Day 10 — corporate social responsibility

Tom Taborn
2 min readSep 1, 2020

Microsoft is a company that’s often praised for its corporate social responsibility. It has already committed to net zero waste by 2030, and the elimination of single use plastics by 2025. Both of these steps should go a long way to reducing its carbon footprint and therefore massively benefit the planet. As one of the planet’s biggest and most powerful corporations Microsoft has a duty to give back to the civilisations that allowed it to exist, and this is one of the many ways it does so, benefiting us all.

Microsoft hasn’t just made promises, its also kept incredibly strong commitments like being entirely carbon neutral since 2012 which again does a lot to help with global warming. This shows that corporate social responsibility isn’t just all talk, and can have measurable positive impacts.
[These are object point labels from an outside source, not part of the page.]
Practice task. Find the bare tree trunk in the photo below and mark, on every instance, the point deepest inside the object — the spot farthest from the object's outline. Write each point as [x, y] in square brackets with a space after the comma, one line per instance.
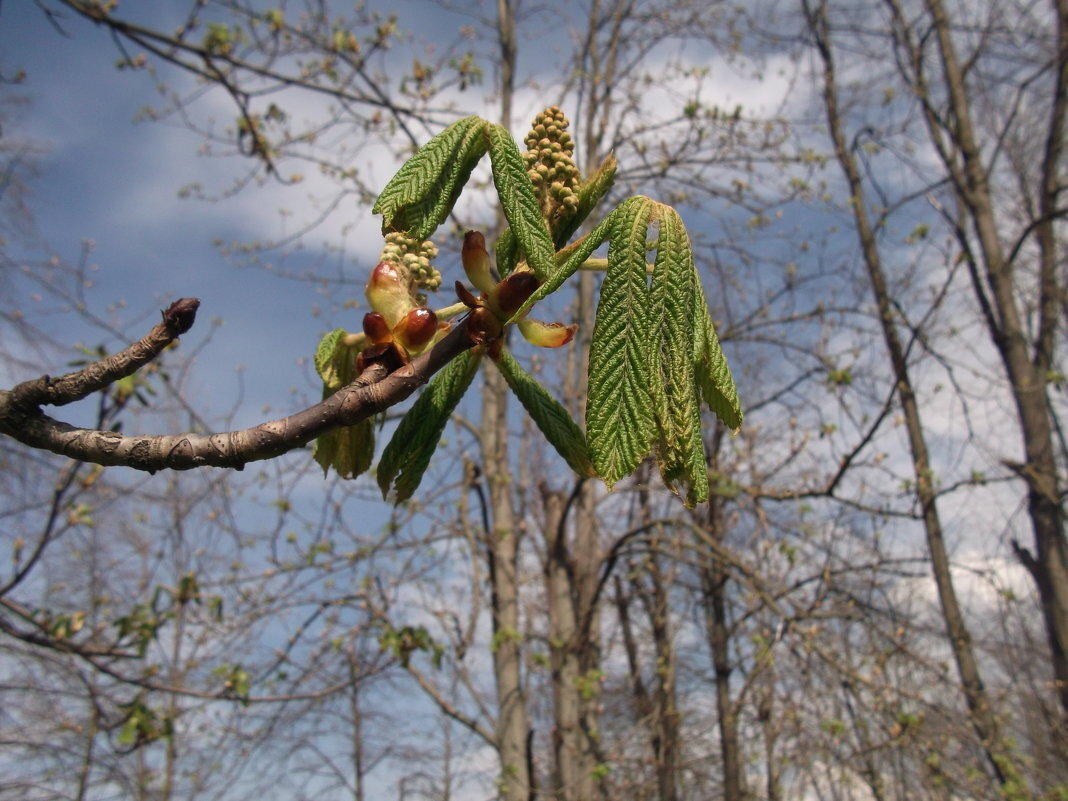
[1027, 373]
[713, 584]
[502, 545]
[978, 703]
[572, 686]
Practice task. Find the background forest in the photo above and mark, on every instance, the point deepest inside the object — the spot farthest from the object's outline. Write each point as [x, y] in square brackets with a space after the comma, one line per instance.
[874, 605]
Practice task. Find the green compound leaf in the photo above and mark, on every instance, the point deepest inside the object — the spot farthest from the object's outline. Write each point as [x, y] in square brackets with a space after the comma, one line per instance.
[420, 197]
[506, 252]
[408, 454]
[348, 450]
[590, 193]
[551, 419]
[711, 371]
[582, 250]
[619, 415]
[325, 361]
[676, 399]
[520, 205]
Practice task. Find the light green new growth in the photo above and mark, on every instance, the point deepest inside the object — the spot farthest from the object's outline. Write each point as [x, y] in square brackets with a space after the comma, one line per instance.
[654, 357]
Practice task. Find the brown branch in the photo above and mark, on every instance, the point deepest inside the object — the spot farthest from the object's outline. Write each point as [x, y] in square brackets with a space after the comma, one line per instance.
[375, 390]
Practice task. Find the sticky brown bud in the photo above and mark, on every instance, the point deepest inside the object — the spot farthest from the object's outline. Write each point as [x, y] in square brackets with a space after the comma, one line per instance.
[415, 330]
[513, 292]
[388, 294]
[376, 328]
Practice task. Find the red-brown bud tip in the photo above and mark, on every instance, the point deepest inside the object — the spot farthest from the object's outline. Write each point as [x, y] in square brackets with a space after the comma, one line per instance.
[466, 297]
[415, 330]
[376, 328]
[546, 334]
[483, 326]
[513, 292]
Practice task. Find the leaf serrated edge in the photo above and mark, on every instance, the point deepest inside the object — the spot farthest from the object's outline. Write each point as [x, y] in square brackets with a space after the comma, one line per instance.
[551, 418]
[408, 453]
[619, 421]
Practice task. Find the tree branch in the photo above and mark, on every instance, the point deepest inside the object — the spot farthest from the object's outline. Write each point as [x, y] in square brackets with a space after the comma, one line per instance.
[373, 391]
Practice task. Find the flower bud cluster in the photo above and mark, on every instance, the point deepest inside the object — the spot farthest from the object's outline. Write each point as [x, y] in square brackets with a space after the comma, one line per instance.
[414, 258]
[550, 163]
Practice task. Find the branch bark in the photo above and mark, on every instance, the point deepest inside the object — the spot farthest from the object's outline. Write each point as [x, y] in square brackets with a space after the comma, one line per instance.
[373, 391]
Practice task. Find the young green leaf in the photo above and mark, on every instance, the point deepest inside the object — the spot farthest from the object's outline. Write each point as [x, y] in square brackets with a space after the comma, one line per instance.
[325, 356]
[619, 417]
[420, 197]
[520, 205]
[348, 450]
[582, 251]
[711, 371]
[551, 419]
[408, 453]
[679, 448]
[590, 193]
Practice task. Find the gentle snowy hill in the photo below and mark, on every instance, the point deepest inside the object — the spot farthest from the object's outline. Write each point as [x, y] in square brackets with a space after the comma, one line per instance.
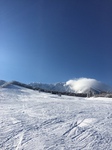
[30, 120]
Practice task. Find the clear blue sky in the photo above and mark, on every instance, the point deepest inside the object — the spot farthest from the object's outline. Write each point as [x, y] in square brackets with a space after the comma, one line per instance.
[50, 41]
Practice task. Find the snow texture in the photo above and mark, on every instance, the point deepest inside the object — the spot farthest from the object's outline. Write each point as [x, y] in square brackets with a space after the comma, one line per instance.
[30, 120]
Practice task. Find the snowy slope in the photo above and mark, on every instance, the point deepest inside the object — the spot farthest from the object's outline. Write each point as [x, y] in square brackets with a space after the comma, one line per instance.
[30, 120]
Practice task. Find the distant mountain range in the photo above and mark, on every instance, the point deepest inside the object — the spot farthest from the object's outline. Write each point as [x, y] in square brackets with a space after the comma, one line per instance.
[82, 85]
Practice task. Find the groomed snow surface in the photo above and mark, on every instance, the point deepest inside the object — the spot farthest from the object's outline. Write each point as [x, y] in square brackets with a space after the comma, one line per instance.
[30, 120]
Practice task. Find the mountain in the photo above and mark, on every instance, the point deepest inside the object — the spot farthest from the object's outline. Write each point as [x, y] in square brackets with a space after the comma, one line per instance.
[81, 85]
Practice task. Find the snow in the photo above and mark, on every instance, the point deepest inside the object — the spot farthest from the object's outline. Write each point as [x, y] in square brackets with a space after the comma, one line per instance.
[30, 120]
[83, 85]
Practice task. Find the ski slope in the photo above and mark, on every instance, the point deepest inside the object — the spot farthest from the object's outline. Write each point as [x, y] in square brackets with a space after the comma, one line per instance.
[30, 120]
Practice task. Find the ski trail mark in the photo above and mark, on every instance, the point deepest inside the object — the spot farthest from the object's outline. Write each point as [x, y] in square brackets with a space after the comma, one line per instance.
[20, 140]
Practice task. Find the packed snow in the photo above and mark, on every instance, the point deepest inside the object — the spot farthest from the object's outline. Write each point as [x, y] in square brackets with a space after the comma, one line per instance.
[32, 120]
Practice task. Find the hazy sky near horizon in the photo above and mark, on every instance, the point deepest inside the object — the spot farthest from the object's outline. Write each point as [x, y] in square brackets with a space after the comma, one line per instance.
[51, 41]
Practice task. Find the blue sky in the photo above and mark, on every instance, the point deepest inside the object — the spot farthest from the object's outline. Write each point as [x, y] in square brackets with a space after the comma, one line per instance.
[51, 41]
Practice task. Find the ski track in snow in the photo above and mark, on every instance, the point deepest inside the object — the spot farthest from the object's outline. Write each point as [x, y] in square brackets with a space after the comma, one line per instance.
[30, 120]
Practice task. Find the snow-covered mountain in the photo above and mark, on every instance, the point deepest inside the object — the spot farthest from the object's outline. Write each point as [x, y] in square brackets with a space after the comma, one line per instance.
[32, 120]
[81, 85]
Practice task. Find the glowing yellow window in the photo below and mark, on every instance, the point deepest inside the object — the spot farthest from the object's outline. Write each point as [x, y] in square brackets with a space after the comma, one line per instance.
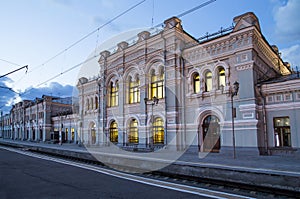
[157, 86]
[222, 80]
[208, 81]
[134, 91]
[114, 94]
[113, 132]
[133, 135]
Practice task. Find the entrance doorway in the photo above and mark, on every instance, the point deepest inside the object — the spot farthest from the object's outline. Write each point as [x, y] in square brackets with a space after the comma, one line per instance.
[211, 134]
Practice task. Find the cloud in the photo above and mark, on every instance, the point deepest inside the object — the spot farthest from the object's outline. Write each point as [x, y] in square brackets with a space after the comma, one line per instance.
[287, 20]
[9, 97]
[291, 55]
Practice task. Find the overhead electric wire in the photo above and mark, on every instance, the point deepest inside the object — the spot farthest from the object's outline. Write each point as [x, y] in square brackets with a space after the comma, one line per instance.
[89, 59]
[9, 62]
[15, 71]
[89, 34]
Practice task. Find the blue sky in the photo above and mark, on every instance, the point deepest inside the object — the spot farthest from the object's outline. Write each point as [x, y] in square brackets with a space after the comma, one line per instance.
[33, 31]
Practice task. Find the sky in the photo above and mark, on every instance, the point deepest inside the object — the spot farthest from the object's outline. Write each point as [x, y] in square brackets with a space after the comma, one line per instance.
[38, 33]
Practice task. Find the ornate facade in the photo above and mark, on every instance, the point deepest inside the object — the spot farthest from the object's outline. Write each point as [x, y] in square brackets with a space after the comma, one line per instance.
[170, 90]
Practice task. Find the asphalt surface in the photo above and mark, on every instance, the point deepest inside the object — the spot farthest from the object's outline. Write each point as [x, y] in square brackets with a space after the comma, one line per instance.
[27, 177]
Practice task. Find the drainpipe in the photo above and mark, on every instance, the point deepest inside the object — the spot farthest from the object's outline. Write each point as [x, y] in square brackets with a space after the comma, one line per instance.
[182, 64]
[165, 89]
[266, 141]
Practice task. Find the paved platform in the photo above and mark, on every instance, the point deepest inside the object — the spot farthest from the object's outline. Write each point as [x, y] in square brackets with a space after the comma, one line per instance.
[281, 172]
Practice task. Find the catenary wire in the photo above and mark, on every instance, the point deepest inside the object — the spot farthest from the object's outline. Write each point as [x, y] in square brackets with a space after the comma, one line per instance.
[88, 35]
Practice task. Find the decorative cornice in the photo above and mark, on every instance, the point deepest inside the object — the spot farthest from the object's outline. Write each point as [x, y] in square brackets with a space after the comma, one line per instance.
[244, 67]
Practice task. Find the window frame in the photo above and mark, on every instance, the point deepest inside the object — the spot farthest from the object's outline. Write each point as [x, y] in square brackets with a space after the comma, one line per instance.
[208, 81]
[282, 132]
[157, 86]
[221, 78]
[133, 132]
[114, 94]
[158, 131]
[196, 83]
[134, 91]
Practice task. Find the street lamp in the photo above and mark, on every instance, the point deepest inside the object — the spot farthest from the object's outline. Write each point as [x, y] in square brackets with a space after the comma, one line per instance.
[233, 91]
[152, 102]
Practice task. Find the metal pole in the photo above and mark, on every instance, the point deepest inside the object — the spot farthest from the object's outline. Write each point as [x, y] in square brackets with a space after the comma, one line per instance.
[232, 123]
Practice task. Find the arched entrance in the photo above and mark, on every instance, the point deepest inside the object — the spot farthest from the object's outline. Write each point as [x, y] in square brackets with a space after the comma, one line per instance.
[210, 134]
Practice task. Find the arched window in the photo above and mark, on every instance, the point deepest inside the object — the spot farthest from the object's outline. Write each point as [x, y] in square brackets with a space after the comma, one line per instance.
[87, 104]
[113, 94]
[133, 135]
[158, 131]
[221, 78]
[96, 103]
[157, 85]
[134, 91]
[196, 83]
[208, 81]
[92, 104]
[113, 132]
[93, 133]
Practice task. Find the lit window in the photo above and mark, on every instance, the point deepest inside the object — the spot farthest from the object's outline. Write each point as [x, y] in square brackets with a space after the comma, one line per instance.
[208, 81]
[134, 91]
[113, 132]
[93, 133]
[282, 132]
[133, 135]
[114, 94]
[221, 78]
[92, 104]
[87, 104]
[158, 131]
[157, 86]
[196, 83]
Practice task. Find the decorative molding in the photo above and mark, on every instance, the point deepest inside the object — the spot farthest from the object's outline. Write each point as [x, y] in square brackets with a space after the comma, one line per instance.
[244, 67]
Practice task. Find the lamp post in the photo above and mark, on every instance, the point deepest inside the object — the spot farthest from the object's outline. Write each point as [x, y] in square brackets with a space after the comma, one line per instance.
[152, 102]
[233, 91]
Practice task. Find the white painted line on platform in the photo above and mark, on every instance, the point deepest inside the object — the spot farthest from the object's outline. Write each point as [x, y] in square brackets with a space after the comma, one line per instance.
[139, 179]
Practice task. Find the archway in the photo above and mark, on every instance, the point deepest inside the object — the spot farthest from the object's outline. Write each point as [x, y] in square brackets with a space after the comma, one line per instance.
[93, 132]
[210, 137]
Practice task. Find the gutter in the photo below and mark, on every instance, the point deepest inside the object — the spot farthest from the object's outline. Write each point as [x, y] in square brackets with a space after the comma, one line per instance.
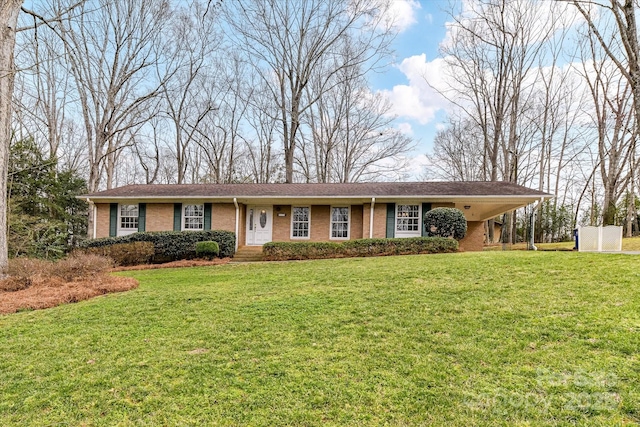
[235, 202]
[373, 203]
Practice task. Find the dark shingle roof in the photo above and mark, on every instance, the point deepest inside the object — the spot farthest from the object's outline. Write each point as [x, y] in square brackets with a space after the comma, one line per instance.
[372, 189]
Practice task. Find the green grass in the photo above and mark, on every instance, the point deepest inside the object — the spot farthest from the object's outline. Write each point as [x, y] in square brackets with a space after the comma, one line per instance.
[504, 338]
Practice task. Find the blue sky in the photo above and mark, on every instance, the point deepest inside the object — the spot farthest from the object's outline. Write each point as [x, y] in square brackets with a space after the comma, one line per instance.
[419, 108]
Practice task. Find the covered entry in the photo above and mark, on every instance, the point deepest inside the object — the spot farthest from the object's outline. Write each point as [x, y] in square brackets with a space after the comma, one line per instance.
[259, 224]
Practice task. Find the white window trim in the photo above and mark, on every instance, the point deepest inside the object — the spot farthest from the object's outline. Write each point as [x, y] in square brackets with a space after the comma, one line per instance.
[124, 231]
[403, 234]
[291, 223]
[348, 222]
[184, 217]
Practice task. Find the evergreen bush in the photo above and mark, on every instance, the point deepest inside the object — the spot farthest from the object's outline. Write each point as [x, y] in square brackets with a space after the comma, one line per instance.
[445, 222]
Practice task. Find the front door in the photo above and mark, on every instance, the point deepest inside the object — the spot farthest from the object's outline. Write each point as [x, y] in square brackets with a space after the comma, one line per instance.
[259, 224]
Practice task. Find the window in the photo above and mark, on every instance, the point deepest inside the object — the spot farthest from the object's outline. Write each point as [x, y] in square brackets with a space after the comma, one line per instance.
[300, 221]
[193, 217]
[129, 217]
[340, 222]
[408, 220]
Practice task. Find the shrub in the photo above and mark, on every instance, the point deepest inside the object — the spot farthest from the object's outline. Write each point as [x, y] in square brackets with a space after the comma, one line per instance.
[208, 249]
[445, 222]
[80, 266]
[279, 251]
[173, 245]
[134, 253]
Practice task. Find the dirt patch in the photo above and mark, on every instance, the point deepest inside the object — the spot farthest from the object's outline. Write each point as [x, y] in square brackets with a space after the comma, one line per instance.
[54, 291]
[175, 264]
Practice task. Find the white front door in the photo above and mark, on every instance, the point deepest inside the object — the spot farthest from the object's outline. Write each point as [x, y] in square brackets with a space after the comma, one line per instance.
[259, 224]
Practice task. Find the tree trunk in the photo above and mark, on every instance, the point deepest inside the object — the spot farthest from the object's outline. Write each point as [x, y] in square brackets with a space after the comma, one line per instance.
[9, 10]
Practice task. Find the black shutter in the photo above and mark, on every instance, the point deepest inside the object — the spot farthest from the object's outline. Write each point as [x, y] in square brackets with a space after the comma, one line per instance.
[113, 220]
[142, 216]
[177, 216]
[426, 207]
[391, 220]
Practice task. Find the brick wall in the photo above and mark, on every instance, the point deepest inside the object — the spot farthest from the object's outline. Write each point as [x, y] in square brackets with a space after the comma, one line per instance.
[102, 226]
[223, 216]
[474, 239]
[242, 224]
[159, 217]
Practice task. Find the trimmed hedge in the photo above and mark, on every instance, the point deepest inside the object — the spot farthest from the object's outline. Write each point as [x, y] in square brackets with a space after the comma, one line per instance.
[281, 251]
[172, 245]
[445, 222]
[208, 249]
[134, 253]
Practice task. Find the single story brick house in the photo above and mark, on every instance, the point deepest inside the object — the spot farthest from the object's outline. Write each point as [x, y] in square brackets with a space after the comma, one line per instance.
[261, 213]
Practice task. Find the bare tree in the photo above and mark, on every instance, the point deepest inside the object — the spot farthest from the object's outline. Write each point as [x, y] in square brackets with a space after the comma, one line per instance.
[9, 11]
[112, 48]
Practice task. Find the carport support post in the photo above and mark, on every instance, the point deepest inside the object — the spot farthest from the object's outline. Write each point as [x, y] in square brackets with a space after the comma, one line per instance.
[235, 202]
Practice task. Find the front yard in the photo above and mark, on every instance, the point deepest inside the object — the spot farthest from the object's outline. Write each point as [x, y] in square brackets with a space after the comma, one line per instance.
[494, 338]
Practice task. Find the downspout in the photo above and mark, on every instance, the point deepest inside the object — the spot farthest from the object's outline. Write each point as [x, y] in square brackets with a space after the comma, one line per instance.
[373, 203]
[235, 202]
[94, 210]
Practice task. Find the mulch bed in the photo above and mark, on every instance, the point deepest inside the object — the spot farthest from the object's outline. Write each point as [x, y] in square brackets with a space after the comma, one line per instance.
[175, 264]
[51, 292]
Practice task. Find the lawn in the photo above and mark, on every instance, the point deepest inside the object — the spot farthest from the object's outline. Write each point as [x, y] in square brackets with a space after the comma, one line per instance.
[494, 338]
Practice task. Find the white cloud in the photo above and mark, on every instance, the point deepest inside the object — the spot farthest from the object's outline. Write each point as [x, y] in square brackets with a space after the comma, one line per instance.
[401, 14]
[405, 128]
[418, 100]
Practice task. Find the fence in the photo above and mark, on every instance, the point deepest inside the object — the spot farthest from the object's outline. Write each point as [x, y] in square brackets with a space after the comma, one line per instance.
[600, 239]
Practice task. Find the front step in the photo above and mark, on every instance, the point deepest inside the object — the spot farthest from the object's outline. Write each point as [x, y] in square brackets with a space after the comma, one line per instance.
[248, 254]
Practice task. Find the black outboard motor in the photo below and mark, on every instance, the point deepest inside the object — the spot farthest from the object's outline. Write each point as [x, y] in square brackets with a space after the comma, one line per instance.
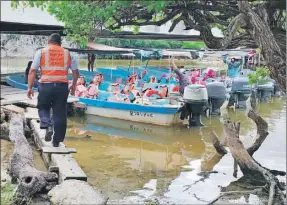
[195, 98]
[265, 91]
[276, 92]
[217, 95]
[240, 91]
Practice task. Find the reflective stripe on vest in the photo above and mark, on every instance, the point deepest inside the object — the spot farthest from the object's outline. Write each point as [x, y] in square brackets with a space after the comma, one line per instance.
[55, 62]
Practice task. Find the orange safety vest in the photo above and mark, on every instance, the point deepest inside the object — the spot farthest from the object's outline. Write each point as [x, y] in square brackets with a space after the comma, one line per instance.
[55, 62]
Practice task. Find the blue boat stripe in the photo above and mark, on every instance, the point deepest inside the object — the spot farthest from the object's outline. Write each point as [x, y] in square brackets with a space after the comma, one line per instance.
[129, 106]
[15, 81]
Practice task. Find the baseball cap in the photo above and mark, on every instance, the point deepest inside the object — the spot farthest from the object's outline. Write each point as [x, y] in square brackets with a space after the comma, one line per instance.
[55, 37]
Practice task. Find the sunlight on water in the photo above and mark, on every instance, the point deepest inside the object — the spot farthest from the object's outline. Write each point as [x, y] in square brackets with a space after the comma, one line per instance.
[134, 161]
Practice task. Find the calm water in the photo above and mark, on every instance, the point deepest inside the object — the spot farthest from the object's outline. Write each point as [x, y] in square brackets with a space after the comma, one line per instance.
[133, 161]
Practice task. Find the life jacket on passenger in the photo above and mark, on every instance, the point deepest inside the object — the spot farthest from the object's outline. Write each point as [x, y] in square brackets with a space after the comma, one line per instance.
[132, 78]
[116, 98]
[163, 78]
[209, 74]
[97, 79]
[55, 63]
[143, 74]
[92, 91]
[81, 91]
[81, 80]
[152, 79]
[194, 75]
[175, 88]
[114, 87]
[163, 91]
[128, 88]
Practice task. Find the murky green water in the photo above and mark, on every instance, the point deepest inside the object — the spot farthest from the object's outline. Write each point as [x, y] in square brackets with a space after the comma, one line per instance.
[136, 161]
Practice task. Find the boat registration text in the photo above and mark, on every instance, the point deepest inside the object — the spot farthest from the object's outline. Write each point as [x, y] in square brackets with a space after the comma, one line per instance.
[142, 114]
However, corporate social responsibility is imperfect and claims made by companies are almost always for PR reasons and not out of a genuine desire for positive change. This doesn’t always mean that their changes are meaningless, as shown in the carbon neutrality, but it does mean that they’re prone to do the minimum possible to get the good publicity and no more. Since these are publicly traded companies they actually have a legal obligation to prioritise profit and so CSR programs must be carefully watched.

Overall, companies like Microsoft have made great progress on a lot of fronts, especially environmental ones, but we always have to keep possible deception in mind due to the internal structures and incentives of these companies and the entirety of Corporate Social Responsibility as a whole.